Award-winning essayist, Cheryl Unruh, grounds the reader in a study of land and sky, love and life, and death and curiosity in Walking on Water, her first book of poetry. Once an inland sea, this place called Kansas now offers a wide-open prairie, covered with grasses and grains which wave in the wind, mimicking that long-gone sea. The vacant plains and open skies of her native state provide a sense of freedom for Cheryl, and it is these elements, as well as the colorful textures of this land and its people, that she draws from for her writing. Through glimpses of her childhood growing up in a tiny Kansas town, Cheryl explores finding her place in the world and examines how Midwesterners relate to family, to friends, and to their communities. Because one of her father's jobs was as caretaker of the town's cemetery, Cheryl spent part of her youth in the graveyard, becoming acquainted early with the concept of death. Poems in this collection reflect her varied perspectives of death, including a childhood perception that the afterlife took place underground.
The book isn't all serious, however. Readers will laugh out loud through Cheryl's To-Do List poetry. She employs her sense of humor, creating clashes of thought and mixing together modern culture and spirituality, imagination and song.
Fans of Cheryl's two previous collections of vivid Kansas essays will delight in her poetry. New readers will be charmed. This collection leads the reader to discover the beauty in the simplest of landscapes, to revel in the always-changing seasons, and to seek magic and splendor in the everyday moments of life.
Praise for Walking on Water:
Walking on Water is a refreshing and original exploration of place: poems that speak from the earth and into the sky of what it means to live and create in the center of the continent. From the remnants of the inland ocean to this planet that "twists in the dark," Cheryl Unruh expands our ability to see and hear what's on the edge of our horizons . . . She also sparks this clear-seeing with humor, such as in "Making a List," a collection of to-do lists mixing the mythical and ordinary, psychological and geographical. Memory and the power of storytelling, what lies within and around us, and the simplicity of paying attention sing through these poems of home as both a journey into what makes us wild and an arrival into the essence of life.
Caryn Mirriam-Goldberg, 2009-13 Kansas Poet Laureate and author of Chasing Weather (with photographer Stephen Locke)

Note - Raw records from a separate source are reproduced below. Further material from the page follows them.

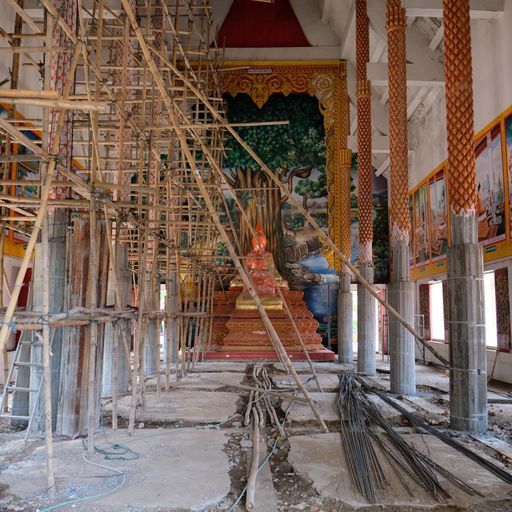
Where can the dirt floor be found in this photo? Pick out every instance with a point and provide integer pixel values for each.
(191, 451)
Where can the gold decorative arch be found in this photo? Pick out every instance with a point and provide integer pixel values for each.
(327, 81)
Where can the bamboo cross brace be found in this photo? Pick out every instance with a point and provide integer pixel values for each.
(189, 157)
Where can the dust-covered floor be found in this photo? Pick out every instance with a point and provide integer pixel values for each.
(191, 450)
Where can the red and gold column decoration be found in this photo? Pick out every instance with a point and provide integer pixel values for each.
(396, 26)
(364, 133)
(459, 107)
(343, 210)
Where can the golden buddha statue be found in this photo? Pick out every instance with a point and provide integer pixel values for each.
(263, 274)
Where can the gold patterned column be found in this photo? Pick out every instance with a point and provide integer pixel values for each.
(342, 192)
(466, 321)
(401, 290)
(396, 26)
(364, 133)
(366, 320)
(342, 241)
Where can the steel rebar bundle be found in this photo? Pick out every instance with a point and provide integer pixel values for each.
(418, 423)
(360, 419)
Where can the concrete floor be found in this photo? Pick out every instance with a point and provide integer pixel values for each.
(197, 458)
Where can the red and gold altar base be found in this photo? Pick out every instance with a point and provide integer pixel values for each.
(238, 331)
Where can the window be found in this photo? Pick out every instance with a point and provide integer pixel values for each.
(491, 328)
(437, 311)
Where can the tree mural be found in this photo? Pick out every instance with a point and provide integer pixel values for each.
(292, 151)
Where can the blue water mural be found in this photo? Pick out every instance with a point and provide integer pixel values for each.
(321, 298)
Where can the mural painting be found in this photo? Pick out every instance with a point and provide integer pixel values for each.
(491, 195)
(296, 153)
(508, 140)
(411, 222)
(438, 216)
(421, 226)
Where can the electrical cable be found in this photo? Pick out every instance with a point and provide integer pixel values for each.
(94, 496)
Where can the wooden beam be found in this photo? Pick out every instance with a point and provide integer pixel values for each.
(417, 74)
(479, 9)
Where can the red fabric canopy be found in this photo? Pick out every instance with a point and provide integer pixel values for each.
(253, 24)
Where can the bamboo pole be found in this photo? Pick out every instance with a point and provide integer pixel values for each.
(5, 355)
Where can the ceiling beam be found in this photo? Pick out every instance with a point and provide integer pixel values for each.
(417, 74)
(480, 9)
(380, 144)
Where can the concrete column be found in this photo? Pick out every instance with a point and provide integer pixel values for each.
(345, 352)
(402, 343)
(57, 280)
(171, 326)
(466, 328)
(152, 345)
(114, 343)
(468, 372)
(400, 289)
(366, 341)
(366, 331)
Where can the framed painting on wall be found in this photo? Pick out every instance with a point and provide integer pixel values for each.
(438, 216)
(489, 181)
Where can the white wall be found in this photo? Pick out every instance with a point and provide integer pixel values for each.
(492, 76)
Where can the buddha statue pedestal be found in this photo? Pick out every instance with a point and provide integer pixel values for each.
(238, 331)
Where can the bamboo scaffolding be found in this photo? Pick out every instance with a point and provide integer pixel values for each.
(199, 180)
(305, 213)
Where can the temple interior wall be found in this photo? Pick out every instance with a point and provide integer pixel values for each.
(492, 86)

Cheryl Unruh brings to her poems the same insider's insight and open-eyed sense of wonder that made her essays about Kansas so delightful. "In a scrappy little town / wooden houses have been / left for dead . . ." we read, and we know she has ridden those silent, dusty, rural roads . . . "I listen in the dark, / the rain filling a place / I didn't know was empty," she writes, and you find that Cheryl's words work just that way for you.
Roy Beckemeyer, author of Music I Once Could Dance To
Cheryl's new book of poems re-exhibits her keen eye for Kansas life and her heart for Kansas-land and its people, from its coyote "running for home like a kid / late for curfew" to its "cicadas (that) chant evening prayers." The collection also exhibits her wit, revealed in to-do lists that include "Spend only dimes today . . . Restripe the zebras . . . Blare Jimmy Buffett until the neighbors complain." Such is the way of this collection, full of wit and wisdom, as strong as her prose, but with more vivid light, like a thin blue butane flame.
Kevin Rabas, author of Songs for My Father
The hallmark of Cheryl Unruh's prose has always been its lyricism. Admirers of her essays and columns-which is to say, anybody who has read them-will be delighted and not at all surprised to learn that she produces wise, witty, painterly poems as well.
Eric McHenry, 2015-17 Kansas Poet Laureate
About the Author: Cheryl Unruh loves words. And sentences. The flat land of Kansas. Sunshine. And a big blue sky (puffy white clouds are optional). She builds poems, essays, and short stories at a small desk in her home in Emporia, Kansas. She is the author of two books of essays, Flyover People: Life on the Ground in a Rectangular State, a 2011 Kansas Notable Book, and Waiting on the Sky: More Flyover People Essays, a 2015 Kansas Notable Book. Cheryl has won awards from the Kansas Press Association and the Kansas Association of Broadcasters. She received the 2016 Kansas' Finest Award from Kansas! Magazine.